Social Security Retirement benefits are paid to American workers who contribute to the Social Security system during their working years. Benefits are also available to the spouses of those who paid into the system over time. The federal government estimates that about 96% of Americans will access this benefit during their retirement years.
The basics of the Social Security system require workers to pay Social Security taxes on their income, and by doing so credits are earned. The credit system is a complex formula, but basically anyone born in or after 1929 will need 40 credits, or ten years of work, to qualify for any Social Security retirement benefits. The benefit increases as a worker obtains more credits. Workers get to keep the credits on a benefits record even if they stop working.

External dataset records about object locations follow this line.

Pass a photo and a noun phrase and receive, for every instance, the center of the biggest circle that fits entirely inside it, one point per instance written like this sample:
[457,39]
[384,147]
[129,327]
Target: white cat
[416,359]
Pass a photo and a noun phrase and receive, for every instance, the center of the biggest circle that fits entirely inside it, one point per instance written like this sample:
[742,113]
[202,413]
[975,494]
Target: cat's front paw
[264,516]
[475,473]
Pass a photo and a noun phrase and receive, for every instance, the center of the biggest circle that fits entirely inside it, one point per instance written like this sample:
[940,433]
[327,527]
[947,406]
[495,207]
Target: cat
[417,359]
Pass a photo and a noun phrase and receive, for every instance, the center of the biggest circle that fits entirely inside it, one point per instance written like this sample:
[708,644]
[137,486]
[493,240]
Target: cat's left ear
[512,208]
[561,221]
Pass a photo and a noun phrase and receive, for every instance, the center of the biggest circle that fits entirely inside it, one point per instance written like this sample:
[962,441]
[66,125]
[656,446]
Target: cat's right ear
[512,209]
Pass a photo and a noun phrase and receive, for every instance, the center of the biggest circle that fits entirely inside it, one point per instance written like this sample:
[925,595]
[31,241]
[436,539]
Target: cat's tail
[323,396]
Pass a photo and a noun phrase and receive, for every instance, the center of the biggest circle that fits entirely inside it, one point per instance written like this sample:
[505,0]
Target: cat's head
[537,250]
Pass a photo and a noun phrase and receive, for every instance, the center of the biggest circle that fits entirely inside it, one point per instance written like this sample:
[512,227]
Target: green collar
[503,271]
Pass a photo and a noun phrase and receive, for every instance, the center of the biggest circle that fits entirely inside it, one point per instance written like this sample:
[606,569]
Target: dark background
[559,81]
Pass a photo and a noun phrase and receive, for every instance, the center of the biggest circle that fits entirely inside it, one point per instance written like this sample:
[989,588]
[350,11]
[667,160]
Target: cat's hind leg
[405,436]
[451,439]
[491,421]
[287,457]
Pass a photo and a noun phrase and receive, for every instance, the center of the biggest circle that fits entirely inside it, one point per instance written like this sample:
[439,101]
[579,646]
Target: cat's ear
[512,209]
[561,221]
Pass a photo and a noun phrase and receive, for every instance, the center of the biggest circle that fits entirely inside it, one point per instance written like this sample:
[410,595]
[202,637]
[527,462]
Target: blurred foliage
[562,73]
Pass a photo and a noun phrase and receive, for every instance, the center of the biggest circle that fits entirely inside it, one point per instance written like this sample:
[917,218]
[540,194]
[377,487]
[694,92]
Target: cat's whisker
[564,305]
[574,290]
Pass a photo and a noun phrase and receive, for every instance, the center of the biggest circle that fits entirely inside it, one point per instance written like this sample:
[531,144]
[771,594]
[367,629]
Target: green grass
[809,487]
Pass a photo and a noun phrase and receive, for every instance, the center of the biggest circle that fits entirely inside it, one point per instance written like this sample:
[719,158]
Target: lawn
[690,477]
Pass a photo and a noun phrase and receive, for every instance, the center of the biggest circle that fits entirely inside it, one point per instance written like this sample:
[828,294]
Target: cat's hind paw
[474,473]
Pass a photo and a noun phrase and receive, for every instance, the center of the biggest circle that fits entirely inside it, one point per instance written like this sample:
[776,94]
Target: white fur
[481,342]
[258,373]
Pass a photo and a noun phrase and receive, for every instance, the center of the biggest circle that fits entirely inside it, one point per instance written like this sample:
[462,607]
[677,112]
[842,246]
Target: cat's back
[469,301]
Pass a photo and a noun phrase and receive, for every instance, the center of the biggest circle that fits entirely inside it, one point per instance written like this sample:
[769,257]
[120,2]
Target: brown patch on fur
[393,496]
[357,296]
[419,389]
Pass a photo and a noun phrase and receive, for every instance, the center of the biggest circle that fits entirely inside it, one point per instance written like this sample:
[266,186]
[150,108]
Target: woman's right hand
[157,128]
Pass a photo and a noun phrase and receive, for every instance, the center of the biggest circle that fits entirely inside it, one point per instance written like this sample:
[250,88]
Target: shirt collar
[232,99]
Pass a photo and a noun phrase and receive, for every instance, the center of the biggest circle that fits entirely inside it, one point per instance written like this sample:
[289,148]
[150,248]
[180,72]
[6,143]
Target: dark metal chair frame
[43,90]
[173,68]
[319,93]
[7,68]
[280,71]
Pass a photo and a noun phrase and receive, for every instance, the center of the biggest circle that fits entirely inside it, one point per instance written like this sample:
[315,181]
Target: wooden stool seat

Social Security retirement benefits are based on a person's earnings over time. The more a person earns, and ultimately pays into the system, the more he or she will receive in benefits when they are finally accessed. To qualify for full retirement benefits a worker must be older than 62. This is the earliest that anyone can access their retirement benefits but the actual benefit will be lower than if accessed at age 65. Retirements are reduced indefinitely if a person takes early retirement.
More information can be found in the U.S. federal government's Social Security retirement Benefits handbook, which is free to order. Representatives can discuss specific information since each situation is unique.
Benefits for widows and widowers can begin when a person has reached the age of 60. If the person is disabled, they can actually receive the benefit at age 50. It is also possible for children up to the age of 18 to receive benefits from the program. If a child is disabled, regardless of age, they might qualify to receive benefits under this plan if at least one parent is receiving Social Security retirement.
Retirement benefits can be extended to ex-spouses if a couple was married for at least 10 years. Again, each situation is unique, and the actual amount of Social Security retirement benefits should be discussed with a representative.
Because Social Security retirement benefits are generally not enough to cover the cost of living for retired people, taxpayers should consider other programs and options that are available to them. Most people who qualify for and receive social security retirement also have an alternative retirement plan to help supplement their income. This is something that people should consider as the cost of living increases. Plan early and know what you qualify for by ordering a copy of your retirement statement from the Social Security Administration.